Ronald Reagan was the first candidate to seize the Republican presidential nomination with the support of the conservative movement and go on to win the White House. Reagan was also the last. The only other person to accomplish even the first of these feats was Barry Goldwater.
The reason for this became apparent as soon as presidential term limits kicked in at the close of the Reagan years. In 1988, conservatives were divided between Jack Kemp, Pat Robertson, Pete DuPont, and even Alexander Haig. Other conservatives decided to play it safe by supporting the establishment choices of George Bush and Bob Dole. With movement conservatives either divided or complicit in his nomination, Bush prevailed easily.
Dole would triumph in the next competitive GOP contest. He would win the nomination with some conservative support while the many Republicans to his right were divided among Pat Buchanan, Phil Gramm, Steve Forbes, and Alan Keyes. Even Lamar Alexander got into the act. Buchanan won in the supposedly secular, socially liberal state of New Hampshire. He took 64 percent of the primary voters who care most about abortion. Contrary to public perceptions, most of the Republican statewide elected officials there since the 1990s have been pro-life.
In 2000, Bush the younger beat a candidate to his left, John McCain. But he also left in the dust Forbes, Keyes, and Gary Bauer. Buchanan bolted the party and Dan Quayle didn't even make it to the Iowa caucuses. "I whupped Gary Bauer's ass in 2000," Bush would later recall to a surprised speechwriter drafting the president's remarks to the Conservative Political Action Conference. "So take out all this movement stuff. There is no movement."
As arrogant as this may seem, the 43rd president may have a point if things continue along the current trajectory. Republicans keep nominating candidates who create vast unfunded entitlements and grow the federal government once in office. Many of them have little connection to conservative principle even before they receive the nod. Yet few qualified conservatives are in a position to challenge them, leaving the task to talk radio hosts, former members of Congress, and House backbenchers.
This history seems likely to repeat itself after yesterday's New Hampshire primary. Mitt Romney was the winner, with just under 40 percent of the vote. The candidates most capable of mobilizing movement conservatives against him in the South seemed hopeless. Newt Gingrich and Rick Santorum struggled to win 10 percent of the vote to finish well outside the top three. Rick Perry was at 1 percent, barely clinging to life.
Having lost Iowa, which of these candidates will survive to stop Romney in South Carolina? After the votes are counted in Carolina, who will make their last stand against Mitt in Florida? If Romney wins those states, the man who designed the blueprint for Obamacare and boasted of his independence from Reagan conservatism will be hard to stop.
Richard Viguerie, the "funding father" of the conservative movement, decried the "conservative circular firing squad" in New Hampshire. Newt Gingrich blasted Romney as a "vulture capitalist" and said Ron Paul, the strongest small-government champion left in the race, was out of the mainstream.
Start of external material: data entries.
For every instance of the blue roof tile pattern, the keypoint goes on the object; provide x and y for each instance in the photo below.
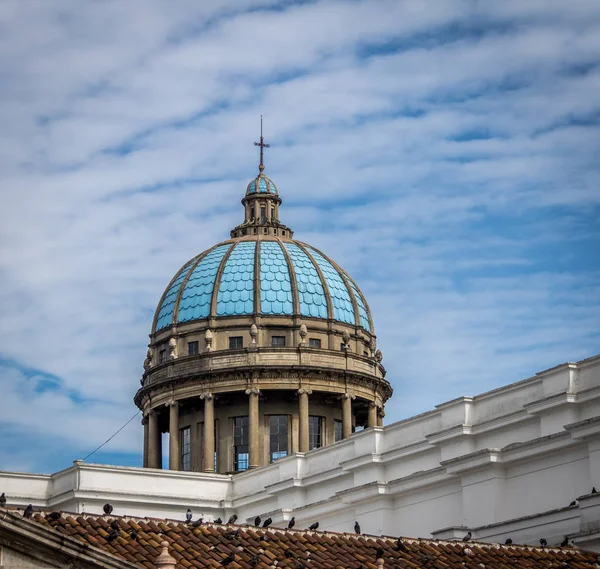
(343, 310)
(165, 314)
(275, 284)
(265, 186)
(310, 289)
(196, 297)
(362, 306)
(236, 289)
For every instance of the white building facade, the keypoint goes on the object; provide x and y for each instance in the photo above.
(518, 462)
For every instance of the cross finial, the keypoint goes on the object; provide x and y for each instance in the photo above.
(262, 145)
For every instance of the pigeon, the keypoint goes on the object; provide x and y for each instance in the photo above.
(400, 546)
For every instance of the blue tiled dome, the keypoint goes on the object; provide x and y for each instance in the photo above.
(292, 277)
(261, 185)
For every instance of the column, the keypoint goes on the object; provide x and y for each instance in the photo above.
(346, 415)
(209, 432)
(253, 422)
(303, 417)
(145, 423)
(154, 441)
(174, 450)
(372, 418)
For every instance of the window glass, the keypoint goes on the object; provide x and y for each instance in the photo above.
(186, 447)
(315, 432)
(278, 437)
(338, 430)
(240, 443)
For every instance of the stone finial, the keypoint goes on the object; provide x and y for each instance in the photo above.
(165, 560)
(303, 333)
(148, 360)
(208, 340)
(172, 349)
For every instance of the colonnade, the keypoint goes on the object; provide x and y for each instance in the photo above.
(153, 435)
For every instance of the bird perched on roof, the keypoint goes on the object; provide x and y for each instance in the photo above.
(400, 546)
(227, 560)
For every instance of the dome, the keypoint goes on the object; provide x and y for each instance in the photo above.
(262, 275)
(261, 185)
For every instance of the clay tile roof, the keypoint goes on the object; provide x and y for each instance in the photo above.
(205, 546)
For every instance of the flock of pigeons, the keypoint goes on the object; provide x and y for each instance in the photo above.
(258, 522)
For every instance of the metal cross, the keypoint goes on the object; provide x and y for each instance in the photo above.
(262, 145)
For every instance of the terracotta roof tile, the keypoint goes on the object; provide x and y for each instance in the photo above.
(205, 546)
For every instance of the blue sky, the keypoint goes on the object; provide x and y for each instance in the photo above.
(445, 153)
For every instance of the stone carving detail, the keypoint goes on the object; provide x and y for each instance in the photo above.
(148, 360)
(303, 333)
(208, 339)
(172, 349)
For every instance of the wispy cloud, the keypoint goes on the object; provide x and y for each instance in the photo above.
(445, 155)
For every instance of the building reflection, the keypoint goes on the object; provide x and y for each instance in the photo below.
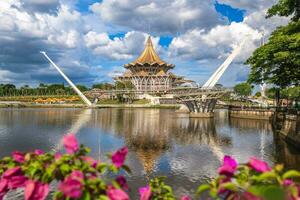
(250, 124)
(286, 153)
(151, 132)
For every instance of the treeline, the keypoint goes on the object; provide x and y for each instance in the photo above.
(289, 93)
(56, 89)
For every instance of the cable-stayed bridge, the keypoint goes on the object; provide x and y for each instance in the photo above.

Paul blasted Gingrich as a "chickenhawk" and went up on the air against Rick Santorum. Santorum dismissed Paul as "disgusting" while Perry boasted that he would ignore the Granite State.
Is this the way to the White House in 2012?
For years, the conservative movement has divided into subsets of conservatism while ambitious establishment Republicans have carved up the spoils for themselves. New Hampshire was just the latest example.